The fight against racism and police violence cannot stop here. We must build a movement that can also challenge the capitalist system and the prejudice and division it breeds on a day-to-day basis. On the basis of a democratically planned socialist economy, a real basis would be laid for the elimination of economic and racial inequality, allowing us to move towards a system that genuinely values the lives of BAME people and workers alike.
We say:
- Solidarity with Minneapolis – all out to win the fight for black freedom!
- Build BLM globally – organise protests in each city.
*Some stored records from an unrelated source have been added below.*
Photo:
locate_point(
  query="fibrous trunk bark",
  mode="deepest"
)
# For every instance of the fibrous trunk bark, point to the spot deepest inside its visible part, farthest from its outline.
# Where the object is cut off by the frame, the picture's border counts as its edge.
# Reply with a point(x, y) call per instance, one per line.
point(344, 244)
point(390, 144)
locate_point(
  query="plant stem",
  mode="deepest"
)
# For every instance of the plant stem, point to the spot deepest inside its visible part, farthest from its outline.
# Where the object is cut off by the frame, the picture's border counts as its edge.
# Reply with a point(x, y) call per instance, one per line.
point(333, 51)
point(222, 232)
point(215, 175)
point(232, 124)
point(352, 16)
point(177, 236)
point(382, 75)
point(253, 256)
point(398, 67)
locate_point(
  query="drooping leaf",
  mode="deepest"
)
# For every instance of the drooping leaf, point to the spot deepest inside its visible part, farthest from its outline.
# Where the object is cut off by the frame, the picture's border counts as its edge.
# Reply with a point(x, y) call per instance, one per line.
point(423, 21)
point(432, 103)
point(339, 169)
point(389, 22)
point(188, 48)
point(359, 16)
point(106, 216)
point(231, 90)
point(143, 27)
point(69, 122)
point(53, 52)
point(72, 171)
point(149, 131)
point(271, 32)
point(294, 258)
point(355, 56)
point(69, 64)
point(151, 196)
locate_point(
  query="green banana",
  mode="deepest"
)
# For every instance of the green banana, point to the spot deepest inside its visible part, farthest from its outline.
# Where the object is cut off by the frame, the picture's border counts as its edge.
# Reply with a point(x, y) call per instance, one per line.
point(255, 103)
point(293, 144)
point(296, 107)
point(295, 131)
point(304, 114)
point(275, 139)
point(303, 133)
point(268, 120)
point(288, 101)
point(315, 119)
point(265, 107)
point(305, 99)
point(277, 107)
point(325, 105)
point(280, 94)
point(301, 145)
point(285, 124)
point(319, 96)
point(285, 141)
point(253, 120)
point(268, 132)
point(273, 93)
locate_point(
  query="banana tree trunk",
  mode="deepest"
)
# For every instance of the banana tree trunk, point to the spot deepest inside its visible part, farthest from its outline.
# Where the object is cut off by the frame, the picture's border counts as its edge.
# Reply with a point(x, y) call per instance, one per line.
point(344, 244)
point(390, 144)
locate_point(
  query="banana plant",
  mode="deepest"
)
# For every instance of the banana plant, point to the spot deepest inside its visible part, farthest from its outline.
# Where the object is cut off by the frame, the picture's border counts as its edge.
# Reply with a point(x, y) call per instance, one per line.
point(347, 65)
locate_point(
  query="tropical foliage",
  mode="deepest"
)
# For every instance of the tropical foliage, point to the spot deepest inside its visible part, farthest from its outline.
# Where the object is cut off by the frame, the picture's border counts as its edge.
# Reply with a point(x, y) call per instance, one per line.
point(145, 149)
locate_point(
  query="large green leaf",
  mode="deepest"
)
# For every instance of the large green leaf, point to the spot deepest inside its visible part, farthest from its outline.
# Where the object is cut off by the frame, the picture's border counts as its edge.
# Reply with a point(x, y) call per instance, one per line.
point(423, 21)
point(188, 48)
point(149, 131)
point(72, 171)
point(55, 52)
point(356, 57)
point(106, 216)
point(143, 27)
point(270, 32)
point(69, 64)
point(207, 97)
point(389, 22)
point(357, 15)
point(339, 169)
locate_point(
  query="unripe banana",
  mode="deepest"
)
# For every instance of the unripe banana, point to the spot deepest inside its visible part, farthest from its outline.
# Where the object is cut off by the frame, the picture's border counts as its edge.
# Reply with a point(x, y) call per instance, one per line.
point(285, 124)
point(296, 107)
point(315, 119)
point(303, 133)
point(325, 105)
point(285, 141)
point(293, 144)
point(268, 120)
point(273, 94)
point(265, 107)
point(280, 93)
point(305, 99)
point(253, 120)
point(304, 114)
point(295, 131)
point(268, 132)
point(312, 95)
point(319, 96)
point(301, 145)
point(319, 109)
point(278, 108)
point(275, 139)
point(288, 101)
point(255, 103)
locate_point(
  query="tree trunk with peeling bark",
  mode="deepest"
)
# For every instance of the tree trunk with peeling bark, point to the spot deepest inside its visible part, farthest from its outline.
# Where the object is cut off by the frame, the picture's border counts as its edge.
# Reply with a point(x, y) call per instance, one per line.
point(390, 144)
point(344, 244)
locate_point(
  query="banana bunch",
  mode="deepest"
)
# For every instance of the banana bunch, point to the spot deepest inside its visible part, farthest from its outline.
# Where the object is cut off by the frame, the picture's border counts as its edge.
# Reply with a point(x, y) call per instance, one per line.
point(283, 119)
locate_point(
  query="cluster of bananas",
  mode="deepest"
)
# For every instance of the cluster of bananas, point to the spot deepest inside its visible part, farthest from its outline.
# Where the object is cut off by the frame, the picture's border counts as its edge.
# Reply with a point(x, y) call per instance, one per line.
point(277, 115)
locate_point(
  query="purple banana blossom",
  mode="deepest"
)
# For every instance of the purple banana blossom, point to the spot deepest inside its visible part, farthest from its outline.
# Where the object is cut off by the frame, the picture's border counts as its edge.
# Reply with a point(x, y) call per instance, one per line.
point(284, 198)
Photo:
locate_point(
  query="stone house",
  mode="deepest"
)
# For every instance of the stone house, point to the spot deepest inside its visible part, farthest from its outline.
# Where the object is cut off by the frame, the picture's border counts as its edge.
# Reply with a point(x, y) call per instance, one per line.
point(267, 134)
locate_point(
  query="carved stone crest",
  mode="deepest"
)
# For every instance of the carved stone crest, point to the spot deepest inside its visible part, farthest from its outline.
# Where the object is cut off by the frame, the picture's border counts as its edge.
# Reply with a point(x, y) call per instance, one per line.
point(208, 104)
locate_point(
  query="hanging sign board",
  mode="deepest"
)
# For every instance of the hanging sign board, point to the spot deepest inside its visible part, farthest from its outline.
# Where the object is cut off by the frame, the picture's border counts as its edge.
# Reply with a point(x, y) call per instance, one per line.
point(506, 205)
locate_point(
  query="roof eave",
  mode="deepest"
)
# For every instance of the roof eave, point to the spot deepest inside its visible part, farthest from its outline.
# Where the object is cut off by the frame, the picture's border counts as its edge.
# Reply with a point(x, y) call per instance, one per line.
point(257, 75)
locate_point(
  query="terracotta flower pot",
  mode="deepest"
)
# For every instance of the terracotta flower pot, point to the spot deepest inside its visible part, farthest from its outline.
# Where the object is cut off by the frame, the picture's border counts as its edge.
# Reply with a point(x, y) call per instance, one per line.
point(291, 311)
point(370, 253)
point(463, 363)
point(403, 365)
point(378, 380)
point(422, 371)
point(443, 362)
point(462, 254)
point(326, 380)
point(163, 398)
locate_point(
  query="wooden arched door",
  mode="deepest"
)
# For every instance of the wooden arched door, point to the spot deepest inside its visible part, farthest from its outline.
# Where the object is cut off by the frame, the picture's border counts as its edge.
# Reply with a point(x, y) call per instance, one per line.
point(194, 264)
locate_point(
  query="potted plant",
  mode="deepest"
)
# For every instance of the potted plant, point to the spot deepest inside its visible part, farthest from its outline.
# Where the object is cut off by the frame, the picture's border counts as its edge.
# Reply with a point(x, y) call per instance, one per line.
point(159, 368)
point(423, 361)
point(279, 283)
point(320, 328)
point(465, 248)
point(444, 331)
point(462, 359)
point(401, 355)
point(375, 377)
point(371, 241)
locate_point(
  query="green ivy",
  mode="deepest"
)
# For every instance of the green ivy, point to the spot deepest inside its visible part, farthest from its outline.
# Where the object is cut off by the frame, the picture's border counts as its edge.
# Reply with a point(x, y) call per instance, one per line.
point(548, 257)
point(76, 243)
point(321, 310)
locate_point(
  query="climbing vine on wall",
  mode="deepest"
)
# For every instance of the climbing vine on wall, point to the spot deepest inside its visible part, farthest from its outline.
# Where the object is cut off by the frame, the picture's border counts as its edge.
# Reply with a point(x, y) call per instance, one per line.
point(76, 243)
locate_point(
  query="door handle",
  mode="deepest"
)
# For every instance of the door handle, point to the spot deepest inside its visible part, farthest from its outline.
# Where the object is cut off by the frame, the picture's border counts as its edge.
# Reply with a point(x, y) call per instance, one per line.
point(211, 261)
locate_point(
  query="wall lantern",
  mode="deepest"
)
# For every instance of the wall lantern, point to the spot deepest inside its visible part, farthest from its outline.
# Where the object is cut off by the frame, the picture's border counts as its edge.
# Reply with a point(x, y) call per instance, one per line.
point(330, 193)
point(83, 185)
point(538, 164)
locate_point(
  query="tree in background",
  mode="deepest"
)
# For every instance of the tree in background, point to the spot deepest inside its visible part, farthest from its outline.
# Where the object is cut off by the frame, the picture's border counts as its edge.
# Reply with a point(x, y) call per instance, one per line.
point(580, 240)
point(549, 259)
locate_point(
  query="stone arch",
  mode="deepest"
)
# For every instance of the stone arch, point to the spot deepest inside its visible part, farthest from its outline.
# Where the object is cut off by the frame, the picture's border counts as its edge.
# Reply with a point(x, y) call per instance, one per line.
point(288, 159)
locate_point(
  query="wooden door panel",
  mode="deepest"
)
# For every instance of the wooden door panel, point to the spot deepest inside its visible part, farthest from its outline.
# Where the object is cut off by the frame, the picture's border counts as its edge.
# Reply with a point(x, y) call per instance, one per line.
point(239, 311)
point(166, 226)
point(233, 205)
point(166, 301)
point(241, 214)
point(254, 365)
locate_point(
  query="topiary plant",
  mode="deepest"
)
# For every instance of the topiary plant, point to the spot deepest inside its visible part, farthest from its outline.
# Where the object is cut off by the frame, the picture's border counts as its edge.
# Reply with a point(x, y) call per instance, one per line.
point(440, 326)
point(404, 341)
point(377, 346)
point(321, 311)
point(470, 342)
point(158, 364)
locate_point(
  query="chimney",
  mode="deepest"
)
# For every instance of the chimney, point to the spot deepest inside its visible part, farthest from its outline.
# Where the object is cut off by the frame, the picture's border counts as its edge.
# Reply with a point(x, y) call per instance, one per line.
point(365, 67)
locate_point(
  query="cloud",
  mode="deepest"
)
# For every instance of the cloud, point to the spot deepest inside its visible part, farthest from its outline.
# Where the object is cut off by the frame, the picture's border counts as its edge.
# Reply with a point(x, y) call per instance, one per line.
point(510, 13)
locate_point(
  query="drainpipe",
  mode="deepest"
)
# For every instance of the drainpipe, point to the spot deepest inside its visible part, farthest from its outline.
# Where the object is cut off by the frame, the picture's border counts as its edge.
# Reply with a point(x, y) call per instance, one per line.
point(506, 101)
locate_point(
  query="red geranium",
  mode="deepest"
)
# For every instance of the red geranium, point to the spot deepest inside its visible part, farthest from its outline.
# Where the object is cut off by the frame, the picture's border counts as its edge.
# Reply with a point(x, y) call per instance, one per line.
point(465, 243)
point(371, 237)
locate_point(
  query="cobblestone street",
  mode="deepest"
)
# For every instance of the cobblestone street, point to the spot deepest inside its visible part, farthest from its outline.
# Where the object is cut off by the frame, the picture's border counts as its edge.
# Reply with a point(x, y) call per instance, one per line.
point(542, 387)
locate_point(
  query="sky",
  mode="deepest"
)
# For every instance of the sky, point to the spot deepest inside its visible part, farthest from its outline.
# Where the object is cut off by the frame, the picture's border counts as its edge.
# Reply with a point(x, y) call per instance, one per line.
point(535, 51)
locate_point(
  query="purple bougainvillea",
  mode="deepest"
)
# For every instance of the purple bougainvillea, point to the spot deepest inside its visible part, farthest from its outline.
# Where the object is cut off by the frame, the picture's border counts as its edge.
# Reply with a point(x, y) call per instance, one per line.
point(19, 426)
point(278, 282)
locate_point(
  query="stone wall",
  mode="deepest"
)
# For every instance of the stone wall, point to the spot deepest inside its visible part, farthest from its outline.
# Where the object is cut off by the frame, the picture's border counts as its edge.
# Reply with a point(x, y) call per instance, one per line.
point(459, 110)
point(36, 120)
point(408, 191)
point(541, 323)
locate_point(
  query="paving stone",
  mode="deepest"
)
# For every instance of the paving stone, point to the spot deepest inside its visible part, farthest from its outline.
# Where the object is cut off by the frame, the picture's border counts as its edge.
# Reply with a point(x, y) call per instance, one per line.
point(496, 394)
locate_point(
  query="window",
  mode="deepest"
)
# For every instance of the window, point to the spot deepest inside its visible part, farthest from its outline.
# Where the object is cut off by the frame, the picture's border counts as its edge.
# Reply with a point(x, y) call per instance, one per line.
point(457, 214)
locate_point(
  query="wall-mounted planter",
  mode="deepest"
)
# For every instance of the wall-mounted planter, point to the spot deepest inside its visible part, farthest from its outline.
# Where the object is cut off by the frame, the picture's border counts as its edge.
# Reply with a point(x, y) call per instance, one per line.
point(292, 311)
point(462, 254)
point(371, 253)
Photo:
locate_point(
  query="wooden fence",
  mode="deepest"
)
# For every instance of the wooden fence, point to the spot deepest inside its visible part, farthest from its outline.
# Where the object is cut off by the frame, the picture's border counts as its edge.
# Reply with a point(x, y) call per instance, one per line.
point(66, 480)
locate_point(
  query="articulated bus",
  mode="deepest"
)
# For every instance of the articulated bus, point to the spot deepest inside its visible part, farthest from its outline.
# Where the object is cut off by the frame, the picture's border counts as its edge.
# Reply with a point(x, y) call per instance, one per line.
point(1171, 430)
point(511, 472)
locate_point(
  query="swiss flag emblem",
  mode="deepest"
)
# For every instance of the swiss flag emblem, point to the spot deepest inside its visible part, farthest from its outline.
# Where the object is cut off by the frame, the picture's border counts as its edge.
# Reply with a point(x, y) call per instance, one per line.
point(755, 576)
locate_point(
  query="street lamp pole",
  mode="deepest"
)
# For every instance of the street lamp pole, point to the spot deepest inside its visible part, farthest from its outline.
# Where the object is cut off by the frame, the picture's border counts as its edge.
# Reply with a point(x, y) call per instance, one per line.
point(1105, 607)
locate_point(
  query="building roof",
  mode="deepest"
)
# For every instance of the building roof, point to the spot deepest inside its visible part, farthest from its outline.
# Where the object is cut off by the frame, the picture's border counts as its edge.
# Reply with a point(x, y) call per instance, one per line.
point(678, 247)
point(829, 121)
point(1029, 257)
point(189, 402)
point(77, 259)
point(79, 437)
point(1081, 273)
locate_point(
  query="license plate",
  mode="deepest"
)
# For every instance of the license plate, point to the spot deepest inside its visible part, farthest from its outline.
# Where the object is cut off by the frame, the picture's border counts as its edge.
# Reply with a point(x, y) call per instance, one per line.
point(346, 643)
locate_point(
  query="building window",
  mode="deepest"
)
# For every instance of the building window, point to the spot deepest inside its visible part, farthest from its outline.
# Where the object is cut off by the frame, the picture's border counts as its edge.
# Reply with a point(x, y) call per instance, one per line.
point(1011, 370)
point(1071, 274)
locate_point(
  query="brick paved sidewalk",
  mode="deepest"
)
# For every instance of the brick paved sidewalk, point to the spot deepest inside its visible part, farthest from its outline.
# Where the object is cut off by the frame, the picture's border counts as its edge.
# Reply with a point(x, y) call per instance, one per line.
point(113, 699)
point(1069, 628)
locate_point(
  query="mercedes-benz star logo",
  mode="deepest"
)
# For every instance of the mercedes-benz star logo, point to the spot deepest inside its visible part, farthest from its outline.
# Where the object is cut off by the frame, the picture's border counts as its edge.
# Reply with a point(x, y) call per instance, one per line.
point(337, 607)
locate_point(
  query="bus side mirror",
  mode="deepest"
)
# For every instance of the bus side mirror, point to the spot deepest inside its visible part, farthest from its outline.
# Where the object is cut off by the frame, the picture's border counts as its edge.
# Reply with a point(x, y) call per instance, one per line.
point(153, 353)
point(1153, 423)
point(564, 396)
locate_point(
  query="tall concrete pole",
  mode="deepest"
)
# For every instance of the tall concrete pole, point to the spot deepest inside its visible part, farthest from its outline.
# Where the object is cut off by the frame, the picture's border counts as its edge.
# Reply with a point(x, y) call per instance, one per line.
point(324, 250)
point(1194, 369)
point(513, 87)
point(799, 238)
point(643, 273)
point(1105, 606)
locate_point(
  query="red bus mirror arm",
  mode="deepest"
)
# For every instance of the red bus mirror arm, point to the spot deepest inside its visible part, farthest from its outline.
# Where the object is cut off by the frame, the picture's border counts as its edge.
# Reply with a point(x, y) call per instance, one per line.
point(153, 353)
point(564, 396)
Trade unions must mobilise to support the fight!
- Jail all killer police and stop racist policing, including the “stop and search” policy. For democratic community control and oversight over police bodies. We need police that are from our communities and serve ordinary people – not the ruling elites!
- Workers must organise – unionise and fight under Covid-19 for a living wage, full PPE and pay rises for all key workers.
- Housing for all – build militant tenants unions to organise for rent controls. For the mass building of widely available, good quality council housing under tenants’ control, funded by taxing the rich and nationalisation of key sectors of the economy.
- Build a mass movement to end capitalism – organise to fight for a socialist plan that would lay the basis for the eradication of racism and state violence.